Ellroy used to live in the Kansas City area, owning a home in the tony Mission Hills area, when he was married to writer Helen Knode.  After they split, he moved back in California.  I went to a book signing of his, which was proceeded by a documentary about his life.  Then he spoke about his new book and answered questions from the audience.

So, back to the question: why do people indulge in true crime stories?  We like to be scared (to a point), and horror does fascinate us (again, to a point). Our pulse races and for a brief time the adrenaline flows.  There is another reason, as humans we are constantly reminded of the battle between good and evil.  We are taught that we are sinners and must constantly work to shed that veil.  As humans, we are susceptible to temptation, so you might say it is in our DNA.  Most of us will never commit crimes but on a psychological or moral level, we understand the underlying causation of crime.  Perhaps it is this understanding – and fear – that keeps us picking up the book or watching the screen.

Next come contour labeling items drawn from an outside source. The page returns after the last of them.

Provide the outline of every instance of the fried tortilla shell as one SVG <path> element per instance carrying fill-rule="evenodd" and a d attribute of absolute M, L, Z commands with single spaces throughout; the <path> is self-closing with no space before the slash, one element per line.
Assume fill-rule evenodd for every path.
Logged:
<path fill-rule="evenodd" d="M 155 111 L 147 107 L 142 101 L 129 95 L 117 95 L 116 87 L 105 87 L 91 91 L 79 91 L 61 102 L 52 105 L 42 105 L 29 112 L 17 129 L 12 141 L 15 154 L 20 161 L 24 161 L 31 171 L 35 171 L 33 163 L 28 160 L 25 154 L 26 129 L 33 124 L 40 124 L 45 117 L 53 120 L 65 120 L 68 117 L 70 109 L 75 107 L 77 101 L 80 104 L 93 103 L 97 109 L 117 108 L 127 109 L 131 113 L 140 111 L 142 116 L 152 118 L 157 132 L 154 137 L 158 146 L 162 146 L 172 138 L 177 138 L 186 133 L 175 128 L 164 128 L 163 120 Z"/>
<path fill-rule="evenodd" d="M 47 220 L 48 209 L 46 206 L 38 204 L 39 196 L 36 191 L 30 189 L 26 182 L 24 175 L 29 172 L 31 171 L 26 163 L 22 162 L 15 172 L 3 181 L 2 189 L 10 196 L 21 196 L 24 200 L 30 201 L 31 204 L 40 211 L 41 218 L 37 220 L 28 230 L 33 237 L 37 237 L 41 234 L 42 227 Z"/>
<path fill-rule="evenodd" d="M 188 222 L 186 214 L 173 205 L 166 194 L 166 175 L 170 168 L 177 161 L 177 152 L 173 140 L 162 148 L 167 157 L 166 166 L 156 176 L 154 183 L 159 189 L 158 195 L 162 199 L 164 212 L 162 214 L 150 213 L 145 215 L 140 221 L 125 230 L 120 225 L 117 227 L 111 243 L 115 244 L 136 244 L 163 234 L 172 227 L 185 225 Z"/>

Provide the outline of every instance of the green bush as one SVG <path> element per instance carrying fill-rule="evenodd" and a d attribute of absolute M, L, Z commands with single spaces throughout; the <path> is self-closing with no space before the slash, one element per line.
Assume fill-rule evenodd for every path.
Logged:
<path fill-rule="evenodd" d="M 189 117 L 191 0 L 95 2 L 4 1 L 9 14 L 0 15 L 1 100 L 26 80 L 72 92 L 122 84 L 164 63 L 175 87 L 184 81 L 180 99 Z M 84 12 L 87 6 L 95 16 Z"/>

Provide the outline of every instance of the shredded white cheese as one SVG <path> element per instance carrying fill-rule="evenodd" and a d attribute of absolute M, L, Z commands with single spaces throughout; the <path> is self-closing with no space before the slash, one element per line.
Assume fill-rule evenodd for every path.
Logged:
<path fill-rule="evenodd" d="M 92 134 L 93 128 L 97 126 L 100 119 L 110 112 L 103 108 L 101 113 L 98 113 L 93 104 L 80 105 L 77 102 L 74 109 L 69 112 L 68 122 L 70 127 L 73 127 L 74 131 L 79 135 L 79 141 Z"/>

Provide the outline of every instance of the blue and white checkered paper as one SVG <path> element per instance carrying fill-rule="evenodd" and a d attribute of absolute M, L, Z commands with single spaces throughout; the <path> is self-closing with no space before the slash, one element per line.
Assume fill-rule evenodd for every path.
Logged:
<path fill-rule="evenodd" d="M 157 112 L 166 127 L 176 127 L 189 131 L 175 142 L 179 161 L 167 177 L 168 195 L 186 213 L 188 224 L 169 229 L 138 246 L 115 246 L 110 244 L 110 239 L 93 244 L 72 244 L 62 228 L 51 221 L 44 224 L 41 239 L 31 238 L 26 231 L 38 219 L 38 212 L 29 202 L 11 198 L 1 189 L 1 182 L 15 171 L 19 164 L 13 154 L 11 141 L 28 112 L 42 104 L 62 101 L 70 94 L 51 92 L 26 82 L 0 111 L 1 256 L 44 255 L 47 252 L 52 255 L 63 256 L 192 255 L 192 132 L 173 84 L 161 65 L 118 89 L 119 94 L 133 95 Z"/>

One thought on “True Crime

  1. You’re right, all humans are fascinated by horror and tragedy. A lot of us lack the self-control to say “OK, I’m indulging in this way too much.” I read most of In Cold Blood as a freshman in the high school library and it kept me awake several nights. The film debuted on TV not long after (the airing was controversial, if I remember) and I refused to watch it. And only a few years ago I started researching the brutal murder of a girl I knew in college, with the intent of maybe doing a book, but I couldn’t carry on. Just too personal, I guess.